Three days before Hurricane Ike, Browning assigned 60 deputies to touch base with every local fire chief and preparedness director in what they anticipated would be the affected parishes.


“We did it for three reasons: first, to establish a line of communication; second, re-remind them of the process to request state assets, and third, to let them know we were going to be there before, during and after the storm to check on them,” he said. “It built the confidence that if they needed state assistance, they knew somebody was carrying the responsibility for the fire service to get what they needed.”


Based on input from those departments, the state fire marshal‘s office determined it needed 450 firefighters — 200 firefighters to backfill the big cities and the remaining to support volunteer and combination departments. Browning advised fire departments to move their equipment from low-lying areas. “I think we maybe lost only one or two pieces of apparatus, mainly because of response,” he said.


Browning sent an Emergency Management Assistance Compact request for an incident management team from New York City. In addition, 200 New York firefighters and 260 Illinois task force members with equipment responded.


“We deployed about 80% of those firefighters within a day and a half of their arrival,” Browning said. “There wasn‘t a single request that we didn‘t fill with in-state or out-of-state firefighters within hours of request.”

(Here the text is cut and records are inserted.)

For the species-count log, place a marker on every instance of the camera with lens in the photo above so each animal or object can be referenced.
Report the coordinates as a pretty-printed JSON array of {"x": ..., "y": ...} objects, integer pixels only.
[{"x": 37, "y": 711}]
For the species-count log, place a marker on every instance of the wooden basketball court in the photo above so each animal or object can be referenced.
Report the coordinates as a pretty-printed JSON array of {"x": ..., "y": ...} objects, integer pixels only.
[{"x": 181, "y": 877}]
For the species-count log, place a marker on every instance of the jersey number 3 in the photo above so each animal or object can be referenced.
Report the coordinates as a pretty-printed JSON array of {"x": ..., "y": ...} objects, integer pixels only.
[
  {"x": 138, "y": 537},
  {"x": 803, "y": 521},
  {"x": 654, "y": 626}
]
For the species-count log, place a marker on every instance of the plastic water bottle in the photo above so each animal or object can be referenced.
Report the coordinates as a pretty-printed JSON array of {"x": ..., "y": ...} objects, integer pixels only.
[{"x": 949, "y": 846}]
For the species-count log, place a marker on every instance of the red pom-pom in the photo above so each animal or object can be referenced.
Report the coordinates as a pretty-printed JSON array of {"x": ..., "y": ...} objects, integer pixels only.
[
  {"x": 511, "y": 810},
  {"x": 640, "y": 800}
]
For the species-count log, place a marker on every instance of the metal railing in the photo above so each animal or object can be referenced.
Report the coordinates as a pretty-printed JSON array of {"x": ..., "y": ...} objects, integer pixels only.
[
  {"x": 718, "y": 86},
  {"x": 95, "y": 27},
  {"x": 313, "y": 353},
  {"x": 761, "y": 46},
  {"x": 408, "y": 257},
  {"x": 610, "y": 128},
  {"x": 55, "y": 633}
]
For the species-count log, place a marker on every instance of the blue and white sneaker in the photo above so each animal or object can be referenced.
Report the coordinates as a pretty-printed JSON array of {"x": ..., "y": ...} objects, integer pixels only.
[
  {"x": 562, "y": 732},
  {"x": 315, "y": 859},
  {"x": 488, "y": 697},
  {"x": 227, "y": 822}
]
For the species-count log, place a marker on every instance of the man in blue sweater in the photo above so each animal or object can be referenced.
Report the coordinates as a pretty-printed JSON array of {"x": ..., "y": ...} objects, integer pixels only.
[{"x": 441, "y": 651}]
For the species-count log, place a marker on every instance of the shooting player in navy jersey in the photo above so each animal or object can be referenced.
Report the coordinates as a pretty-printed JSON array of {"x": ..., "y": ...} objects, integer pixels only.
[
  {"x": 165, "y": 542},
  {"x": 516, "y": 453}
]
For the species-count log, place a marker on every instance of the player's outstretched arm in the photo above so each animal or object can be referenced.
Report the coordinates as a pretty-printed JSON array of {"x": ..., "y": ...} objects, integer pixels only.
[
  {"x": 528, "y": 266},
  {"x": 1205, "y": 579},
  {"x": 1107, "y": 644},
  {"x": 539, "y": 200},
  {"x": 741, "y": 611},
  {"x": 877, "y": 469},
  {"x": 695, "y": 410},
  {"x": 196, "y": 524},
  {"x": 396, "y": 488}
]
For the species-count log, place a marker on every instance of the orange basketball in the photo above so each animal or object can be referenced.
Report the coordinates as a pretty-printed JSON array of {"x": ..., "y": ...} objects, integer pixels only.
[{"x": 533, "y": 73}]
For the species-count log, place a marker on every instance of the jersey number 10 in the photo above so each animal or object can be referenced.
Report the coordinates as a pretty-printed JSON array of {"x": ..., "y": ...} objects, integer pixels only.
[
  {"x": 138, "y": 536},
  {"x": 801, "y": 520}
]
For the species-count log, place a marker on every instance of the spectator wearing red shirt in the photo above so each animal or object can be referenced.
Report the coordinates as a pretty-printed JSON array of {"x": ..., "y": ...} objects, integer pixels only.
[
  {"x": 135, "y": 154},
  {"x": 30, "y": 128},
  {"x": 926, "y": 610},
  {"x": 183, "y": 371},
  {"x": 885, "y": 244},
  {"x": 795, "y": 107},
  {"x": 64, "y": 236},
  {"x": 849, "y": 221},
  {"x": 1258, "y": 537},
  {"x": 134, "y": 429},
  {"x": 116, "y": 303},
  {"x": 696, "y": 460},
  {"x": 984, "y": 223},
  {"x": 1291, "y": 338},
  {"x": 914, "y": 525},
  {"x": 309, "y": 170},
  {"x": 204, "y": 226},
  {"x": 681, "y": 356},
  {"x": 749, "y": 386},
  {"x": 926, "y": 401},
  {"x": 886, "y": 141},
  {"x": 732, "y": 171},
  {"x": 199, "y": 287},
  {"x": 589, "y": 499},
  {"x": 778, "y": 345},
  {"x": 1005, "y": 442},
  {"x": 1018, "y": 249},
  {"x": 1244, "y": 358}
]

Browning also committed to improving the care and feeding of incoming response units. As with any disaster, blocked roads, downed power lines and flooding prevented food and water from reaching some of the incoming response teams. While the incoming units are prepared to self-sustain for 72 hours, time spent for re-assignments and deployment holds can eat through their provisions quickly.


Browning gave a lot of credit to the local fire chiefs that communicated with the fire marshal‘s emergency operations center.


“Fire chiefs know what they need to do,” he said. “What fire chiefs need is someone on the state level who can give them the resources when they need them and as quickly as they can and that‘s exactly what this fire marshal‘s office has done.”